Potting: Alocasia baginda like a rich but well draining mix. I start with a high quality potting soil like Earth Mother or Happy Frog and add in some bark and pumice. It doesn’t need to be as fast draining as a Aroid or Hoya mix, but a little better than most soils right out of the bag.

Light: Alocasia in general like a lot of light! Alocasia baginda is no different. They are very happy when placed in or near a East window. I have also had them in my South and west windows and they were thriving there as well! They also seem do do really well when grown under grow lights! Mine is currently in a spot where the sun barely hits it but its under grow lights from about 7am-10pm and it has been growing like crazy!

Immature Silver Dragon

Watering: Alocasia baginda benefits greatly from consistent deep waterings after it has had a chance to dry out some.
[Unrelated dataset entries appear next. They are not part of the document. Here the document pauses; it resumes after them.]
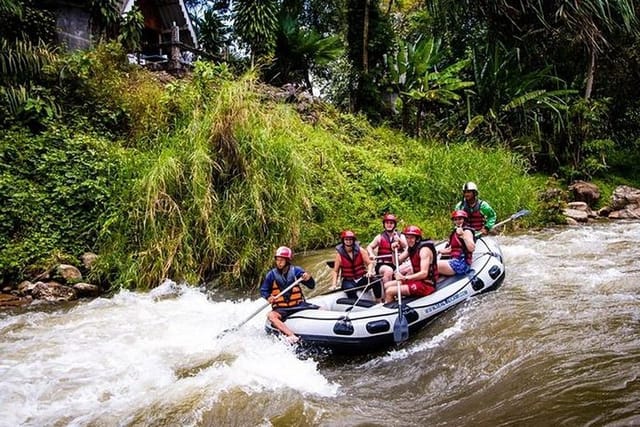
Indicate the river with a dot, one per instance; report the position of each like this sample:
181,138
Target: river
557,344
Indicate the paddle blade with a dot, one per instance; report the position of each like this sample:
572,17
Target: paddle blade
400,329
521,213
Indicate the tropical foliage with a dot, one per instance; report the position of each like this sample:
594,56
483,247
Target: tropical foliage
200,178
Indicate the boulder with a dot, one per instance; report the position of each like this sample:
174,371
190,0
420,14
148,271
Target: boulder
585,192
88,258
86,290
8,300
624,196
53,292
69,273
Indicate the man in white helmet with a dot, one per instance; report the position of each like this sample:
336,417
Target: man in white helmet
482,217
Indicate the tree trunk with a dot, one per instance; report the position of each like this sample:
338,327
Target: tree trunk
365,38
591,71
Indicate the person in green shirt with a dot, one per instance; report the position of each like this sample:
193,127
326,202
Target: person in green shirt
482,217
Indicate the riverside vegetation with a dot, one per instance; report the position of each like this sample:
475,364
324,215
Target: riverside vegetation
199,179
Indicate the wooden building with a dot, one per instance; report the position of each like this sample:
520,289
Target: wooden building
164,21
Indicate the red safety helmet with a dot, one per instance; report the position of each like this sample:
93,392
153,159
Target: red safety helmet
347,233
389,217
459,214
412,230
470,186
284,252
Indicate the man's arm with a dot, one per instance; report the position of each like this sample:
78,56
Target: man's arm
489,215
265,287
371,247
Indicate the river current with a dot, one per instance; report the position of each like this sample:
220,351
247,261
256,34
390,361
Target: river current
557,344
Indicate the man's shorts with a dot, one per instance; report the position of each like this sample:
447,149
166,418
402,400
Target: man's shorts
458,265
419,288
285,312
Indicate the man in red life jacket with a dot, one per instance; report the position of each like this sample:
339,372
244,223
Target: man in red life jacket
353,263
422,254
382,247
278,279
482,217
460,248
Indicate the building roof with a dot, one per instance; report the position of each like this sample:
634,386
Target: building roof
169,11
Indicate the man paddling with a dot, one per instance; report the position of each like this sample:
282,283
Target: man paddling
482,217
278,279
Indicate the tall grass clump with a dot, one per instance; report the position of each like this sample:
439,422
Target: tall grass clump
218,196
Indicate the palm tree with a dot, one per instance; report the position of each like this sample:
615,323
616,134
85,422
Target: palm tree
256,23
299,51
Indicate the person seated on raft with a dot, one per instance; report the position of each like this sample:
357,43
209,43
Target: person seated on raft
459,250
353,264
421,282
278,279
382,246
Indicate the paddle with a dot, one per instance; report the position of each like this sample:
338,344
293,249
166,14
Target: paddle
359,296
262,307
516,215
400,326
333,291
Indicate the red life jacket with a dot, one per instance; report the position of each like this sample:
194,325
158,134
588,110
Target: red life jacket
414,257
384,247
458,247
352,268
288,299
476,219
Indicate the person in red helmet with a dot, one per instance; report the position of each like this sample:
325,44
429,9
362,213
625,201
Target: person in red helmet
422,281
460,249
481,217
382,247
352,263
278,279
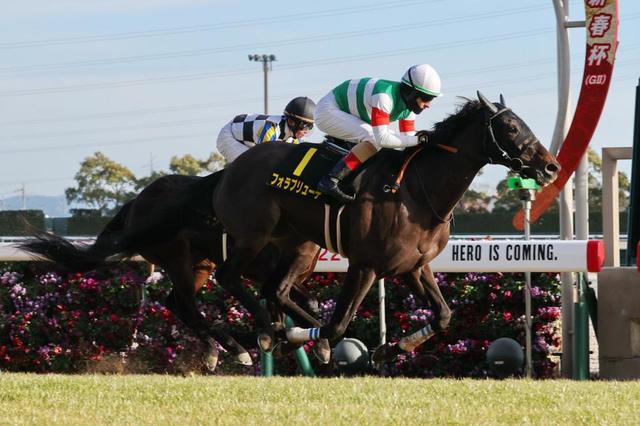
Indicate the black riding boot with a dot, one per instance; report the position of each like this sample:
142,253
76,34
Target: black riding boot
329,185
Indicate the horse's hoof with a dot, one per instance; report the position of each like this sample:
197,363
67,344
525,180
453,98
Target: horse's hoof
265,342
385,353
297,335
322,351
243,358
283,348
211,360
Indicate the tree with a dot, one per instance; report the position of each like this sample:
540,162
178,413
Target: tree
143,182
474,202
189,165
507,200
102,184
595,184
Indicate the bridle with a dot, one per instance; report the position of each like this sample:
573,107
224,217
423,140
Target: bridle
514,163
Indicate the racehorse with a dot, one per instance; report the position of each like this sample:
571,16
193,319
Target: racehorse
385,233
171,224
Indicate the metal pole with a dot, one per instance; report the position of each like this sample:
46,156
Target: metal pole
266,65
581,331
566,197
381,309
526,204
265,69
633,223
582,199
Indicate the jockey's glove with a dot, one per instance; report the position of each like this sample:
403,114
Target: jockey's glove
423,136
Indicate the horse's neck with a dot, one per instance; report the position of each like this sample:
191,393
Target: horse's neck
441,178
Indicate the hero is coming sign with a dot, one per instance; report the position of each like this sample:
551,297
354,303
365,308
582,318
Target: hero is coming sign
602,39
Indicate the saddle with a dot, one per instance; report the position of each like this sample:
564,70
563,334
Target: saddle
303,168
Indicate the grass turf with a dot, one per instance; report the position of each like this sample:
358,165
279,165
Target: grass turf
131,399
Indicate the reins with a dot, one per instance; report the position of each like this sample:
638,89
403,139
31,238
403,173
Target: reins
396,184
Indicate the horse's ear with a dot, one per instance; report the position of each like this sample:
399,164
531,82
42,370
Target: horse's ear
484,101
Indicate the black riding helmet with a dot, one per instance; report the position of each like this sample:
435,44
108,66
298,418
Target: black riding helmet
300,111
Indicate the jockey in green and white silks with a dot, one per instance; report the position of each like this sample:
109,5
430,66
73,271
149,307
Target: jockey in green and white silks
361,111
248,130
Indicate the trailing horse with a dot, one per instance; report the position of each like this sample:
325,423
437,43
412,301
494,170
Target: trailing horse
384,233
171,224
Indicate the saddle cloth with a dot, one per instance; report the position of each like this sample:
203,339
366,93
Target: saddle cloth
303,168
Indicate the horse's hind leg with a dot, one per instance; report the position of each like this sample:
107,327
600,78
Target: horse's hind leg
427,290
182,303
229,276
201,273
357,284
291,274
423,285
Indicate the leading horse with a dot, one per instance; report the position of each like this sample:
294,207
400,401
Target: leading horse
385,233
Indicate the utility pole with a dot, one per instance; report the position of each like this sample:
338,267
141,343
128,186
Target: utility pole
23,193
266,67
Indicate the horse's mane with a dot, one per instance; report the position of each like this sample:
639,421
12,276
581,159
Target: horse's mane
447,128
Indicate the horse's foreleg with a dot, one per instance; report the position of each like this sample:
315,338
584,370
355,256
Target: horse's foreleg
295,272
431,290
423,285
229,276
356,286
201,273
182,302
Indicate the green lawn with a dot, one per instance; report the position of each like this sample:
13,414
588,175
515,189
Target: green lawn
160,400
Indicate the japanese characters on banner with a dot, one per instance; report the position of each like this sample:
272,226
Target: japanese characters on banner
602,38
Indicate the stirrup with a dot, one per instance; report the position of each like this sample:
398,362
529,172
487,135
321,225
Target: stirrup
330,187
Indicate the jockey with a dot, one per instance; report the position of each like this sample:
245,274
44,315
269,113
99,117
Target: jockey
248,130
360,111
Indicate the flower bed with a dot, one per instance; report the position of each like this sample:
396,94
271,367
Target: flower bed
95,322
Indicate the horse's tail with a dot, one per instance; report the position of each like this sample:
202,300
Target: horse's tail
174,216
116,242
80,257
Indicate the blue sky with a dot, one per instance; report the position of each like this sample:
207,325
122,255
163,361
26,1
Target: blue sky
144,80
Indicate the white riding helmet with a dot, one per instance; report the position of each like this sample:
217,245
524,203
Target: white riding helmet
423,78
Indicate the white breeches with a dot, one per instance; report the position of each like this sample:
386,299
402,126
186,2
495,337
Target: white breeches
228,146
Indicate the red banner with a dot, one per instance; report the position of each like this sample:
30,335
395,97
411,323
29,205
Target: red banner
602,41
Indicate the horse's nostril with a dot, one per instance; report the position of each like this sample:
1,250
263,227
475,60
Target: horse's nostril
552,168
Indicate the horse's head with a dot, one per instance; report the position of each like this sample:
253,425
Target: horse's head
509,141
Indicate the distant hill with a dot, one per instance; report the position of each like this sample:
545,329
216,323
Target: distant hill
52,206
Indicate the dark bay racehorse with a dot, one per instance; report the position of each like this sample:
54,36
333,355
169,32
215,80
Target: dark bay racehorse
171,224
385,234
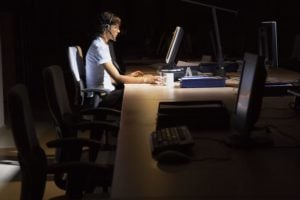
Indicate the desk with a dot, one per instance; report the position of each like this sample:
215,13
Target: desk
257,174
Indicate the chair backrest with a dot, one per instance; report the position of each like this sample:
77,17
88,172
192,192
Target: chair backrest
76,63
32,157
58,100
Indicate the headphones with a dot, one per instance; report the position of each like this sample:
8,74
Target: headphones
110,21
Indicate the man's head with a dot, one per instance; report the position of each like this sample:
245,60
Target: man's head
110,25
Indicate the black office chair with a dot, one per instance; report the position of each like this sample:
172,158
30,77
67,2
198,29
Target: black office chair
68,121
81,176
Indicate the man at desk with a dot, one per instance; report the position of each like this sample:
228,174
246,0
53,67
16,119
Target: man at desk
101,72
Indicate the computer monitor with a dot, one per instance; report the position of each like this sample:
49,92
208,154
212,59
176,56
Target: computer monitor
248,102
174,47
268,44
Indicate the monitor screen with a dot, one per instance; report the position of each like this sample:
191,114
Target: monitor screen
268,45
174,46
250,95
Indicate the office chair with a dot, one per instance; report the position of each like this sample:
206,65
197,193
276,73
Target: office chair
33,160
83,96
68,121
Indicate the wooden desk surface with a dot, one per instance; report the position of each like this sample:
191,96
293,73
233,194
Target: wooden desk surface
226,175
Not all the way dry, but dried out to about two knuckles down. They also like a lot of humidity, so they are happiest when they can be near a humidifier.

Fertilizing: Just like other Alocasia, Alocasia baginda is a heavy feeder. Be sure to mix a slow release fertilizer into its soil a couple times a year. Or if your prefer a liquid fertilizer, use it at half strength every 2-4 weeks.

New leaf on Alocasia baginda ‘Silver Dragon’

Propagating and Pruning: To propagate Alocasia you can wait until new plants come up and then divide them, or when repotting look for the tubers in the roots. Pot up the tubers and keep moist but not soggy until they sprout. I find using a seed starter and heat mat speeds up the process and helps with the humidity. Alocasia don’t really need pruning, but you can snip any of the lower leaves as it sheds them.

Pests: Just like all Alocasia, Alocasia baginda is prone to spider mites. So keep your eyes open and wipe your leaves down often. You may also want to treat your plants for them every so often even if you don’t see any as a preventative measure.

Toxicity: All parts of Alocasia baginda is toxic to dogs, cats, horses and humans.